Germán: ¿Conoceis la Fenil-cetonuria?, pues con la Fenil-alanina suministrada a tiempo puede evitar la aparición de retraso mental en los niños que padecen síndrome de Folling. Química y física: no hay mas. Del mismo modo, la neurociencia ha demostrado que el conflicto relacional, el rechazo, se proyecta en dolor físico, neurastenia; de ahí el fácil recurso a las migrañas que en esa familia ya fueron de siempre una epidemia,  las cefaleas que tantos conflictos familiares esconden, los contínuos dolores de cabeza que como su propio nombre indica, reflejan los quebraderos de cabeza que en lo familiar atravesaban…

Fíjate que en realidad la transformación del infierno familiar en dolor físico es una alerta, una señal de aviso, instinto de supervivencia. Pero en estos individuos se cortocircuita y convierte la conflictividad en su única forma de relación de que son capaces. Es como tener un sindicato dentro de casa que convierte a todos en piquetes rompiendo puertas, gritando ¡Insurgencia!, rompiendo al otro. Pero no son “los de fuera” de casa los que rechazan, sino que están siendo víctimas del “regalito” que padecieran precisamente de “su papá y su mamá”.

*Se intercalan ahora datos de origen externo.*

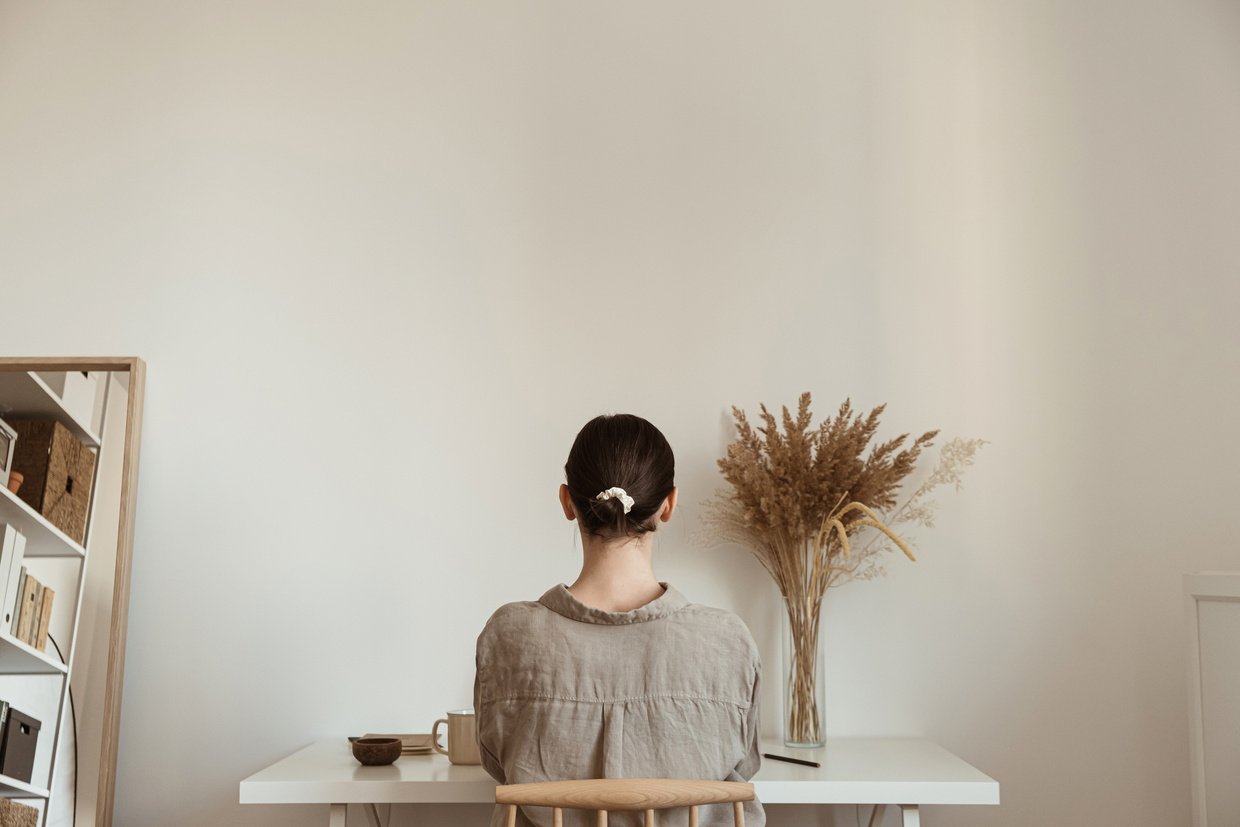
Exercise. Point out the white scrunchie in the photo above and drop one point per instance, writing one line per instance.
(619, 494)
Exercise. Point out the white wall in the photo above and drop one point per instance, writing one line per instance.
(383, 259)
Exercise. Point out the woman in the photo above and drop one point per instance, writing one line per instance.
(618, 675)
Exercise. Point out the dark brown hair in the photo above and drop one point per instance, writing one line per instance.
(625, 451)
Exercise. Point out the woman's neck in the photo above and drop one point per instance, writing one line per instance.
(616, 575)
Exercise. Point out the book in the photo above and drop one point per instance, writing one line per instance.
(34, 620)
(45, 619)
(411, 744)
(29, 604)
(13, 548)
(16, 603)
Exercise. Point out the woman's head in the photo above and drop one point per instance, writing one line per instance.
(619, 451)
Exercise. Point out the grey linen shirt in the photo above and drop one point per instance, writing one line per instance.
(670, 689)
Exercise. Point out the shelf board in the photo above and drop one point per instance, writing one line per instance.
(42, 538)
(22, 658)
(25, 394)
(15, 789)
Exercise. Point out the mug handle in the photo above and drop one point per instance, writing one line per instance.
(434, 737)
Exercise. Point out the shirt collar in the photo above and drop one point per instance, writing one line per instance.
(562, 601)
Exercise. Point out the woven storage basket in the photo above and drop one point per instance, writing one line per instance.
(14, 813)
(58, 471)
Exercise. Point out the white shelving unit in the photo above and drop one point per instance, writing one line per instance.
(25, 394)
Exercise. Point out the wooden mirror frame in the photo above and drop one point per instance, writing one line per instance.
(115, 676)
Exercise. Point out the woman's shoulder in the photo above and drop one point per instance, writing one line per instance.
(721, 624)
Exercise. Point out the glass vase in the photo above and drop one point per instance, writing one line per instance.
(804, 683)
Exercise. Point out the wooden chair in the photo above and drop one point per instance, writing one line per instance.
(625, 795)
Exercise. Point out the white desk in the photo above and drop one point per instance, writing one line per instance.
(898, 771)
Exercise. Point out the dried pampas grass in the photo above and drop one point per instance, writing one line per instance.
(801, 497)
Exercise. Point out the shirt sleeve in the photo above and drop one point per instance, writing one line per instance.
(482, 717)
(752, 732)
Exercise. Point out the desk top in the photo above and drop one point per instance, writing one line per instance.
(854, 770)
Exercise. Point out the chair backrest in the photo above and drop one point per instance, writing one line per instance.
(625, 794)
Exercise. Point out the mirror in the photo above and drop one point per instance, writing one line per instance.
(68, 468)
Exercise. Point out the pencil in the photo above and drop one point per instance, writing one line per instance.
(791, 760)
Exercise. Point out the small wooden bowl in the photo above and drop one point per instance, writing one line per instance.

johny: Pues, ¿sabes qué te digo?, ¡Que acepten que son deudoras de esa experiencia de la que vienen y una vez reconciliadas con su propio pasado, verán con otros ojos la vida, la realidad; en definitiva: a los demás. Y si después de verlo qún les queda ganas de jugar a la mafia, que empiecen llendo a dar por culo a su papá y su mamá. Es que de lo contrario es ser la bruja que ha educado un terrorista y cuando sus bandas le empiezan a dar problemas en casa, les señala un enemigo exterior con el dedo y les dice: “ese, esos tienen la culpa de todo lo que en nuestra casa nos ha pasado”. Y los lanza contra la sociedad, por no reconocer que ha sido odio y no amor, con lo que les ha amamantado. Lo que me jode es que encima la tia va de Rigoberta Menchú.

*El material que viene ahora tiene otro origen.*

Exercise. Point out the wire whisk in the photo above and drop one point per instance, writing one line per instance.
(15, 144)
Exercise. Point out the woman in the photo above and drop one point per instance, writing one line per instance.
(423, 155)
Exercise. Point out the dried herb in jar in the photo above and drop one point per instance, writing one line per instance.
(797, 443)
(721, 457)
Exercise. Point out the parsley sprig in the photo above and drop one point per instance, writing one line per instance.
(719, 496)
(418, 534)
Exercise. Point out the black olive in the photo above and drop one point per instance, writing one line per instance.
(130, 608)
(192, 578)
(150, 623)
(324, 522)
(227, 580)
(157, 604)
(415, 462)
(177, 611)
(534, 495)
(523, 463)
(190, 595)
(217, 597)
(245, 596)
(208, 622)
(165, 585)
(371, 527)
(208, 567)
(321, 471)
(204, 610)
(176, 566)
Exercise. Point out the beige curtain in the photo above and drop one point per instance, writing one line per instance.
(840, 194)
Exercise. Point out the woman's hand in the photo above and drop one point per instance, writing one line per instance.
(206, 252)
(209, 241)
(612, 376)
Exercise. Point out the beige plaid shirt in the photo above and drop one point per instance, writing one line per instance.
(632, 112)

Nuria: Es el paradigma de las brujas de Salem: 31 personas ajusticiadas en un año y sin embargo sus creyentes han logrado que eclipse todas las innumerables muertes acaecidas en ese siglo, convirtiéndose en poco menos que un hito histórico que ellos denominan “siglos enteros en los que se masacraban  brujas”. Lo que no entiendo es qué sentido le veis a todo eso para que ahora, después de acabar con johny la emprendan conmigo y mi chalet. ¿Esa tia va a hacer testamento y necesita un terreno para cada vástago o qué?.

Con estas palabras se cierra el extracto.